Nos últimos meses, Abbas tem sido mais incisivo ao falar sobre os ataques do Hamas em 7 de outubro de 2023 no sul de Israel, nos quais o grupo terrorista fez cerca de 250 reféns. Em abril de 2025, por exemplo, o líder disse que a facção “deu desculpas à ocupação criminosa para cometer seus crimes em Gaza, sendo a mais notável a retenção dos reféns”. “Nosso povo está pagando o preço, não Israel. Meus irmãos, entregue-os”, disse ele em Ramallah, sede da Autoridade Palestina na Cisjordânia ocupada.

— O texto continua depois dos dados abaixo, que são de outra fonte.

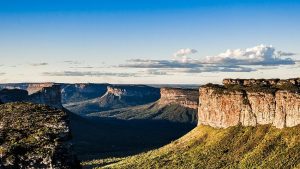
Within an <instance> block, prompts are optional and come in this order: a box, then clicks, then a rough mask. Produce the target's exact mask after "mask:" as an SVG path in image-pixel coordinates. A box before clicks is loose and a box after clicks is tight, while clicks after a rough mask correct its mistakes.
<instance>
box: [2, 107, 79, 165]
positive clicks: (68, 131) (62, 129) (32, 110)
mask: <svg viewBox="0 0 300 169" xmlns="http://www.w3.org/2000/svg"><path fill="white" fill-rule="evenodd" d="M69 139H70V130H69V126H68V117H67V115H66V113H65V112H63V111H61V110H57V109H51V108H49V107H48V106H43V105H34V104H31V103H19V102H15V103H7V104H2V105H0V168H53V169H71V168H80V166H79V163H78V161H77V160H76V157H75V156H74V154H73V151H72V150H71V144H70V143H69V142H68V141H69Z"/></svg>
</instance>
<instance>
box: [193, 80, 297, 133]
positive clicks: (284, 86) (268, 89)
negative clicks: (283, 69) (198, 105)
mask: <svg viewBox="0 0 300 169" xmlns="http://www.w3.org/2000/svg"><path fill="white" fill-rule="evenodd" d="M223 83H224V86H220V85H212V84H209V85H206V86H203V87H201V88H200V98H199V100H200V104H199V108H198V117H199V120H198V124H199V125H200V124H204V125H210V126H212V127H219V128H227V127H229V126H235V125H238V124H239V123H241V124H242V125H244V126H256V125H263V124H272V125H273V126H275V127H277V128H284V127H293V126H296V125H298V124H300V94H299V91H300V88H299V85H300V80H299V79H287V80H279V79H270V80H264V79H261V80H254V79H244V80H243V79H225V80H224V81H223Z"/></svg>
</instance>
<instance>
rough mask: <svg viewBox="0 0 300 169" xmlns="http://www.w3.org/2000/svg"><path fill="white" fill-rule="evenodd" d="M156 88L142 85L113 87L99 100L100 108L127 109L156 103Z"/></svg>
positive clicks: (108, 86)
mask: <svg viewBox="0 0 300 169" xmlns="http://www.w3.org/2000/svg"><path fill="white" fill-rule="evenodd" d="M159 91H160V90H159V89H158V88H154V87H150V86H144V85H113V86H108V87H107V92H106V93H105V94H104V95H103V96H102V97H101V98H100V102H99V105H100V107H114V108H121V107H128V106H136V105H141V104H146V103H151V102H154V101H157V100H158V99H159V97H160V92H159Z"/></svg>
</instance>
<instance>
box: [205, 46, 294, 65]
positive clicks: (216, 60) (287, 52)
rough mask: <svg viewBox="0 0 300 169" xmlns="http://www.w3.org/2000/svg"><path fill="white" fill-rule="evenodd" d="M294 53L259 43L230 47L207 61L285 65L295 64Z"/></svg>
mask: <svg viewBox="0 0 300 169" xmlns="http://www.w3.org/2000/svg"><path fill="white" fill-rule="evenodd" d="M293 55H295V54H294V53H288V52H282V51H276V49H275V48H274V47H273V46H265V45H259V46H255V47H252V48H247V49H233V50H232V49H228V50H227V51H226V52H224V53H221V54H219V55H217V56H207V57H206V62H207V63H214V64H237V65H284V64H294V63H295V62H294V61H293V60H292V59H290V58H281V57H284V56H293Z"/></svg>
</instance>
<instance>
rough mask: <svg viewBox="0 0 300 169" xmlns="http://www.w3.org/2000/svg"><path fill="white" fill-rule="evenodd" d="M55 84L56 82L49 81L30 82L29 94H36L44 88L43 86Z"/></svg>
mask: <svg viewBox="0 0 300 169" xmlns="http://www.w3.org/2000/svg"><path fill="white" fill-rule="evenodd" d="M53 85H54V83H51V82H48V83H29V84H28V87H27V89H26V90H27V91H28V94H29V95H31V94H34V93H36V92H39V91H41V90H43V88H46V87H51V86H53Z"/></svg>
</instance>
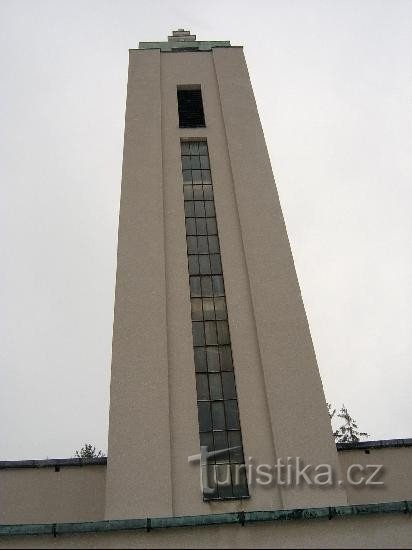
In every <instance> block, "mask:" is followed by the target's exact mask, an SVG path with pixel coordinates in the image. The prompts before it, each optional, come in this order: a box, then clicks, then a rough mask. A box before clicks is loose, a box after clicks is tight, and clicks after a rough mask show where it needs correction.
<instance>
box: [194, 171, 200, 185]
mask: <svg viewBox="0 0 412 550" xmlns="http://www.w3.org/2000/svg"><path fill="white" fill-rule="evenodd" d="M192 179H193V184H194V185H200V184H201V183H202V172H201V171H200V170H192Z"/></svg>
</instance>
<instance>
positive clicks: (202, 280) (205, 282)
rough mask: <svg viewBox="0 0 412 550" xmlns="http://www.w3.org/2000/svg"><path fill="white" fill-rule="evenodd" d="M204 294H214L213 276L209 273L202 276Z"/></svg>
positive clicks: (206, 295) (202, 289)
mask: <svg viewBox="0 0 412 550" xmlns="http://www.w3.org/2000/svg"><path fill="white" fill-rule="evenodd" d="M200 284H201V285H202V296H203V297H207V296H213V288H212V278H211V277H208V276H207V275H206V276H204V277H202V278H201V282H200Z"/></svg>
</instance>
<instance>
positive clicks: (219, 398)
mask: <svg viewBox="0 0 412 550" xmlns="http://www.w3.org/2000/svg"><path fill="white" fill-rule="evenodd" d="M225 374H227V373H225ZM209 385H210V399H212V400H214V399H223V394H222V382H221V379H220V373H218V372H217V373H212V374H209Z"/></svg>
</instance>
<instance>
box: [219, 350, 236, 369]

A decisão dos EUA parece ainda contradizer o Acordo sobre a Sede da ONU, que estabelece os deveres do país anfitrião —entre eles, “não impor quaisquer impedimentos ao trânsito de ou para o distrito da sede” de autoridades estrangeiras, “independentemente das relações existentes” entre os governos dos líderes e os EUA.

Embora a Palestina seja reconhecida por mais de 150 países, o que representa mais de 80% dos Estados-membro da ONU, algumas das nações com mais poder em órgãos internacionais, como os EUA, não tomaram esse passo. Apesar disso, a OLP é reconhecida como observadora nas Nações Unidas e a “única representante legítima do povo palestino” pelo órgão desde 1974, status que foi atualizado em 2012, quando o território passou a ser um Estado observador não membro.

A AP, por sua vez, foi criada nos Acordos de Oslo, firmados entre a OLP e Israel no início da década de 1990, para administrar temporariamente o território ocupado por Israel antes da criação de um Estado palestino independente, o que nunca se concretizou. Controlada pelo Fatah, partido que governa a Cisjordânia, a entidade exclui o Hamas, que governa a Faixa de Gaza desde 2006.

Embora Abbas tenha conseguido discursar no evento, a medida do governo de Donald Trump afetou outros 80 palestinos que poderiam ir ao encontro no momento em que a guerra na Faixa de Gaza passa por um de seus momentos mais críticos.

Há pouco mais de um mês, Israel iniciou uma ofensiva para ocupar a devastada Cidade de Gaza, onde mais da metade da população de mais 2 milhões de pessoas do território vivia antes da guerra e para onde centenas de milhares de deslocados haviam voltando após um cessar-fogo em janeiro.

Até agora, mais de 65 mil palestinos, em sua maioria civis, foram mortos ao longo da guerra, segundo o Ministério da Saúde controlado pelo Hamas —o número, que representa 3% dos mais de 2 milhões dos habitantes de Gaza, é considerado confiável pela ONU. Em setembro, o ex-comandante do Exército de Israel Herzi Halevi confirmou que mais de 200 mil palestinos foram mortos ou feridos desde o início do conflito, o que equivaleria a 10% da população.

Nesta quarta (24), em um evento da Assembleia-Geral, o subsecretário-Geral para Assuntos Humanitários da ONU, Tom Fletcher, criticou o conflito. “Negaram cada grama de humanidade que as regras da guerra foram criadas para preservar. [Os palestinos foram] mortos enquanto dormiam, brincavam, faziam fila para comida e água, buscavam atendimento médico”, afirmou.